The authentication code path could be:

    login  username password
    Runtime.set_bit  "is_admin" is_admin

A following authorization path might be:

    if is_admin
        Runtime.require_bit  "is_admin"
        add_user  new_user_name
    end

This could protect against some specific data-only attacks.


Setting non-return argument registers to known garbage values
-------------------------------------------------------------

As an anti-ROP (return-oriented programming) measure, one could set
all argument registers (except the return register(s)) to garbage values
just before the return instruction.

This will also clear out any sensitive data in those registers, as a
side-effect.

    mox x0, ...
    mov x1, -123
    mov x2, -123
    ...
    ret

In order to harden against JOP (jump-oriented programming), the registers
could also be "junked" before any indirect jump or indirect call.

This "register junking" could also happen when an instruction contains a
return (or jump?) instruction, e.g. a 0xC2 or 0xC3 byte on x86.


Checking that padding bytes/bits are zero
-----------------------------------------

There are many places where there are alignment padding bytes.
If those are always initialized to zero (they probably should be),
then it is simple to check that they are still zero at "important
places" in the program (e.g. before a return from a function).

Similarly, pointers could be validated to be aligned (zero bits at end)
and not have low non-zero values (e.g. 1..65535), and if non-nullable,
not be zero.

Disadvantages:

* Calling from C code is trickier, because everything must be initially
  zero-initialized (or padding areas zeroed out).
* Some out-of-bounds accesses that would previously be detected as an
  uninitialized value in Valgrind will no longer be detected.
  (Due to padding areas now appearing to be properly initialized).


Special calling convention for "risky" functions
------------------------------------------------

Low-level RTL functions that do risky stuff could require special register
values, for example this on aarch64:

    x1 = 0xFF00007F + <func_id>
        this contains several special bytes, and
        requires multiple instructions to produce.
        Also, it requires a "func_id" to prevent "stealing" it from
        another risky function.
    x2 = <instruction pointer> + x1
        this isn't constant, which makes it harder to produce.

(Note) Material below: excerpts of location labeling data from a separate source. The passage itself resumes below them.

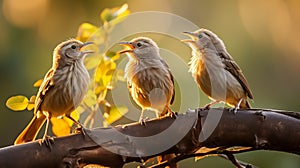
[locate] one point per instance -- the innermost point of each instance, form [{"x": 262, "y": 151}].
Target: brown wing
[
  {"x": 234, "y": 69},
  {"x": 172, "y": 79},
  {"x": 45, "y": 86}
]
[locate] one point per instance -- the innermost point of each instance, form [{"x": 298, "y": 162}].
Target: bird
[
  {"x": 215, "y": 71},
  {"x": 62, "y": 90},
  {"x": 149, "y": 79}
]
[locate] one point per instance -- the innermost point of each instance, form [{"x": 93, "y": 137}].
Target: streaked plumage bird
[
  {"x": 215, "y": 71},
  {"x": 63, "y": 88},
  {"x": 150, "y": 81}
]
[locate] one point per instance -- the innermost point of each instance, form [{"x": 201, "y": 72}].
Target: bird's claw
[{"x": 48, "y": 141}]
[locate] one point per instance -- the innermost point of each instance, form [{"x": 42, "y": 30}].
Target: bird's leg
[
  {"x": 172, "y": 114},
  {"x": 237, "y": 107},
  {"x": 142, "y": 119},
  {"x": 47, "y": 139},
  {"x": 80, "y": 127},
  {"x": 207, "y": 106}
]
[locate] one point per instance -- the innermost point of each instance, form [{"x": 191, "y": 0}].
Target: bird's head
[
  {"x": 71, "y": 50},
  {"x": 203, "y": 39},
  {"x": 141, "y": 48}
]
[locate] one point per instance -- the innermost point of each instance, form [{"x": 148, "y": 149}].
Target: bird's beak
[
  {"x": 85, "y": 44},
  {"x": 190, "y": 34},
  {"x": 126, "y": 43}
]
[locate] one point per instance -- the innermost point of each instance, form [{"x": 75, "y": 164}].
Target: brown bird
[
  {"x": 63, "y": 88},
  {"x": 215, "y": 71},
  {"x": 150, "y": 81}
]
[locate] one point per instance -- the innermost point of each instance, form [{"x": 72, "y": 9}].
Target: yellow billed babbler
[
  {"x": 63, "y": 88},
  {"x": 150, "y": 81},
  {"x": 215, "y": 71}
]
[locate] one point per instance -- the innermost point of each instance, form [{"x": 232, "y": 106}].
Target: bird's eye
[
  {"x": 73, "y": 46},
  {"x": 139, "y": 44}
]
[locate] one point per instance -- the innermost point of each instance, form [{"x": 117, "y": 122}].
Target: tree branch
[{"x": 219, "y": 129}]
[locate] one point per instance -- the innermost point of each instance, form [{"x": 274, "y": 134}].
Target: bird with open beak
[
  {"x": 215, "y": 71},
  {"x": 150, "y": 81}
]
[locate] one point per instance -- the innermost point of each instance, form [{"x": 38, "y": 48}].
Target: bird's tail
[
  {"x": 166, "y": 112},
  {"x": 32, "y": 129},
  {"x": 245, "y": 104}
]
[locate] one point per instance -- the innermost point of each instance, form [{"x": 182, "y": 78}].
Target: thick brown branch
[{"x": 115, "y": 146}]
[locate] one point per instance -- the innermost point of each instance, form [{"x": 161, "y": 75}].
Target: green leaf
[
  {"x": 115, "y": 113},
  {"x": 17, "y": 103},
  {"x": 110, "y": 14},
  {"x": 31, "y": 103},
  {"x": 38, "y": 83}
]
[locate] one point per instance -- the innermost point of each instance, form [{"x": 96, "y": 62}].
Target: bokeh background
[{"x": 262, "y": 36}]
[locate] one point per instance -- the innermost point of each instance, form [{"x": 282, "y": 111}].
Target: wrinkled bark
[{"x": 221, "y": 129}]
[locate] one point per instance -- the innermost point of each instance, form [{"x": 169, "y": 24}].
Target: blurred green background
[{"x": 262, "y": 36}]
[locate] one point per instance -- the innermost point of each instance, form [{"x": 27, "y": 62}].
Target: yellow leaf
[
  {"x": 17, "y": 103},
  {"x": 85, "y": 31},
  {"x": 91, "y": 62},
  {"x": 115, "y": 113},
  {"x": 110, "y": 14},
  {"x": 103, "y": 75},
  {"x": 60, "y": 127},
  {"x": 90, "y": 98},
  {"x": 31, "y": 103},
  {"x": 38, "y": 83}
]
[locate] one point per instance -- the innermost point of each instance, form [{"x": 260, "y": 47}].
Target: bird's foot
[
  {"x": 173, "y": 114},
  {"x": 80, "y": 130},
  {"x": 143, "y": 121},
  {"x": 47, "y": 140},
  {"x": 234, "y": 110}
]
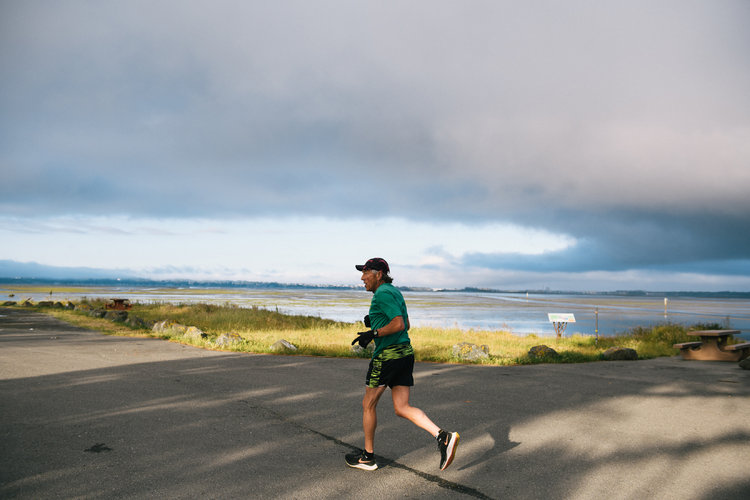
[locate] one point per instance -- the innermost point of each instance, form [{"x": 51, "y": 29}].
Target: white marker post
[{"x": 560, "y": 321}]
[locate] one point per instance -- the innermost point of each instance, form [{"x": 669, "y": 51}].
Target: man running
[{"x": 391, "y": 366}]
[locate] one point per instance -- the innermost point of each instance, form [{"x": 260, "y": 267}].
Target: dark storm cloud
[{"x": 624, "y": 125}]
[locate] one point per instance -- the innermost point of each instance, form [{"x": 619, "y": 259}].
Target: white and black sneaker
[
  {"x": 361, "y": 460},
  {"x": 447, "y": 444}
]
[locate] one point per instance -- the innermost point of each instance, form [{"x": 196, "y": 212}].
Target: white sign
[{"x": 561, "y": 318}]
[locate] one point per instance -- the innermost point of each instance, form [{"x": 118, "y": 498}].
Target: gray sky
[{"x": 616, "y": 133}]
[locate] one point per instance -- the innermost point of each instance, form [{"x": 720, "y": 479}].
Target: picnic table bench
[{"x": 713, "y": 346}]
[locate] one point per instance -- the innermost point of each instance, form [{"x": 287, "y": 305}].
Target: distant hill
[
  {"x": 12, "y": 270},
  {"x": 32, "y": 272}
]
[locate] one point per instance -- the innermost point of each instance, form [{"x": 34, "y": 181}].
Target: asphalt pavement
[{"x": 85, "y": 415}]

"Risky" function could include e.g. mapping memory, creating files,
establishing network connections, executing processes, or perhaps anything
OS or native-code related.

Risky functions could additionally be mapped into a separate memory mapping
(with a random address) to prevent calling them directly. If all code is
execute-only (no read permission) and there are no leaks (e.g. via registers),
then it will be hard to figure out the address to the "risky function area".


Restrict writes within an arena
-------------------------------

If an arena only has access to it's own data, and the virtual memory of
the arena can be reserved beforehand (size and contiguity), then all
write operations could be bounds-checked.

But this is tricky to do:

1. Might not know whether to bounds-check at compile time.
2. Other code might be called, that doesn't know about the write restriction.
3. Setting up a separate memory map might require spawning a full new process.
    - But it seems that aarch64 has some kind of "permission overlays"?
4. With a separate memory map, (2) would cause segfaults, if enforced
   strictly.
    - This would also make I/O or other system functions trickier.


Aside: Enforcing "not-worsened" constant-time for `wrapping` integers
---------------------------------------------------------------------

Wrapping integers are intended to be used for e.g. cryptographic operations.

When a variable is of a `wrapping` type:

* If it's is not used in any branches, enforce (in the code generator)
  that it is never used in branches in the generated machine code.
* If it's not used in any data-dependent lookups etc, used the "DIT"
  subset on aarch64 (and equivalent subsets on other CPU ISAs)

Or perhaps there should be a separate type that enforces these two?